For the trial, conducted in 26 French intensive care units (ICUs) between January 2010 and March 2013, patients who had received mechanical ventilation for at least 2 days were eligible for participation if they had suspected ventilator-associated pneumonia (VAP), defined as a modified Clinical Pulmonary Infection Score of at least 5, and if they had quantitative bacteriological cultures of bronchoalveolar lavage fluid, a protected telescopic catheter, or an endotracheal aspirate.
In a double-blind study, participants were randomized to receive a daily 60-mg dose of simvastatin or placebo given orally or via a nasogastric tube from study inclusion until ICU discharge, death, or day 28, whichever occurred first. Simvastatin or placebo was started on the same day as antibiotic therapy for suspected VAP (JAMA 2013 Oct. 9 [doi: 10.1001/jama.2013.280031]).

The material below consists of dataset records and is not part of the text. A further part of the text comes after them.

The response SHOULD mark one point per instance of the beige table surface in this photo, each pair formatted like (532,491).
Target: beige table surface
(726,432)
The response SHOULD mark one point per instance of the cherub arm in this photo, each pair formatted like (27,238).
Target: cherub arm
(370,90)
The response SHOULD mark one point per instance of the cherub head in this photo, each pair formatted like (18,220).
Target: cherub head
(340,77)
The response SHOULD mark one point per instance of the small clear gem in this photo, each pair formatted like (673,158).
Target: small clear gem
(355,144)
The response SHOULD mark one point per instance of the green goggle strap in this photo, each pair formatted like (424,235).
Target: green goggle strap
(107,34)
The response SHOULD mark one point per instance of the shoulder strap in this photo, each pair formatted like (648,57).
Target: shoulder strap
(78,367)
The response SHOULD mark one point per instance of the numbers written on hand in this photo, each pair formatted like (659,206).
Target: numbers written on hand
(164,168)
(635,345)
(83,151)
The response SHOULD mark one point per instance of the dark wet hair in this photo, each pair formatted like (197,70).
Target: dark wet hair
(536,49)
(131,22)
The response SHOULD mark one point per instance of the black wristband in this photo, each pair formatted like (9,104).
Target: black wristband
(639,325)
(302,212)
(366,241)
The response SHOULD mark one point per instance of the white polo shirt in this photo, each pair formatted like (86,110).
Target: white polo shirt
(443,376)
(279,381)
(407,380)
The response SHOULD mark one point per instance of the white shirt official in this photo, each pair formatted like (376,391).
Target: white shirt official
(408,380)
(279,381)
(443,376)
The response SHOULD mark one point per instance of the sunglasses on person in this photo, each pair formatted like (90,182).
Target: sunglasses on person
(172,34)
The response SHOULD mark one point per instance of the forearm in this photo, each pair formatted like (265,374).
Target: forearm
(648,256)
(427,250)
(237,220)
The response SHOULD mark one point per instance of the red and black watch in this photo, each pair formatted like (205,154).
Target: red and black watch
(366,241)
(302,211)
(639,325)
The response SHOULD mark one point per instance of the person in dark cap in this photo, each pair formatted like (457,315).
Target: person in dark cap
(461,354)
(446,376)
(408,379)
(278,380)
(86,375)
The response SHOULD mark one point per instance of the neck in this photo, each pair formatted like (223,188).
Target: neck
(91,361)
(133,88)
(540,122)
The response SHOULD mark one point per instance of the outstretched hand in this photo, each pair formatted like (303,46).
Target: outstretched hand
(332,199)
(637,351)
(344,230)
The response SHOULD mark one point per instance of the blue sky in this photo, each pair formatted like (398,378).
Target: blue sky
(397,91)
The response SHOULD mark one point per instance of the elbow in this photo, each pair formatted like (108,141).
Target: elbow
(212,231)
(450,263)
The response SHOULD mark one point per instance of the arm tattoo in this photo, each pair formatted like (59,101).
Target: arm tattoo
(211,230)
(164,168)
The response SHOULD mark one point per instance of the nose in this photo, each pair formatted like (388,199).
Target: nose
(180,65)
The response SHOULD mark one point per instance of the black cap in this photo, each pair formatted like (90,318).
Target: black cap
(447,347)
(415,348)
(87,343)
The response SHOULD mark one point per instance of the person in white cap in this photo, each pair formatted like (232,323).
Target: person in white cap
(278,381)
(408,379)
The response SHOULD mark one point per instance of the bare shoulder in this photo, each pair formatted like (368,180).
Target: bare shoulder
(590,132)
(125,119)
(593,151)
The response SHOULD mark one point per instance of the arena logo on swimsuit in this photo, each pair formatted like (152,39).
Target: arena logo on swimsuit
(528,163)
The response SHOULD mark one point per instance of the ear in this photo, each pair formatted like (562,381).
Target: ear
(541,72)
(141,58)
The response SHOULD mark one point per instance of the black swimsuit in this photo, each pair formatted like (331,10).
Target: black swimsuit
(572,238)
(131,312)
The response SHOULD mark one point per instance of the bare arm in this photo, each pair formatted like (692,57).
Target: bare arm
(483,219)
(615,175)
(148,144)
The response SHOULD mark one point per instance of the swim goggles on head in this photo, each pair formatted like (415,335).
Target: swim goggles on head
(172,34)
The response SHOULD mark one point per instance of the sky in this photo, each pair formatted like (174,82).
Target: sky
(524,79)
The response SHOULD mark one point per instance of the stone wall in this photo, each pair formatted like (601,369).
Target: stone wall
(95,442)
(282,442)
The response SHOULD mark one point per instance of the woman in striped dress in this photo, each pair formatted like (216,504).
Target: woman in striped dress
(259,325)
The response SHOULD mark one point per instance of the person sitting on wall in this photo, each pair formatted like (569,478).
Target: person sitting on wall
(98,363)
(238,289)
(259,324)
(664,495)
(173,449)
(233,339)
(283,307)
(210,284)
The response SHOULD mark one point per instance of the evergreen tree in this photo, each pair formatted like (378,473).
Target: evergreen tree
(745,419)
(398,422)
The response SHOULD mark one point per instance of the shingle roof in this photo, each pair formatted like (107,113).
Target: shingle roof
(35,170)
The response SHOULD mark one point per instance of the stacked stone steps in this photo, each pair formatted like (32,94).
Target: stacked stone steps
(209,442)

A total of 153 patients received simvastatin, and 147 received placebo; all patients received at least one dose. The only clinically significant baseline difference between groups was a higher proportion of patients receiving antibiotics in the simvastatin group. No patients had definite bacterial VAP. Probable VAP was diagnosed in 106 patients (73%) in the simvastatin group and 105 (76%) in the placebo group.
Analyzing 28-day mortality, the investigators found that restricting the analysis to patients with probable VAP did not change the overall results: Day 28 mortality was 22.6% with simvastatin versus 14.3% with placebo.
There were no significant between-group differences in day 14, ICU, or hospital mortality rates; mechanical ventilation duration; number of ventilator-free days by day 28; coronary events; or acute respiratory distress syndrome (ARDS) within 28 days after enrollment. The groups also did not differ regarding the course of organ dysfunctions or the development of kidney dysfunction.
Simvastatin was "well tolerated, with no increases in rates of elevated creatine kinase, ALT or AST levels," the authors noted, and no between-group differences in creatinine levels at days 3, 7, 14, or 21. The study treatment was interrupted for at least 24 hours because of an adverse event in 55 patients (19%) in the simvastatin group and 24 (17%) in the placebo group.
"Our results do not support the use of adjunctive statin therapy in ICU patients with VAP, and this conclusion probably deserves to be extended to ICU patients with any type of nosocomial infection," the authors wrote.
The study was supported by the French Ministry of Health. Four of the 21 authors disclosed receiving travel expenses, payment for lectures, or payment for providing expert testimony from industry sources, including Fresenius Kabi and MSD. No other authors reported disclosures.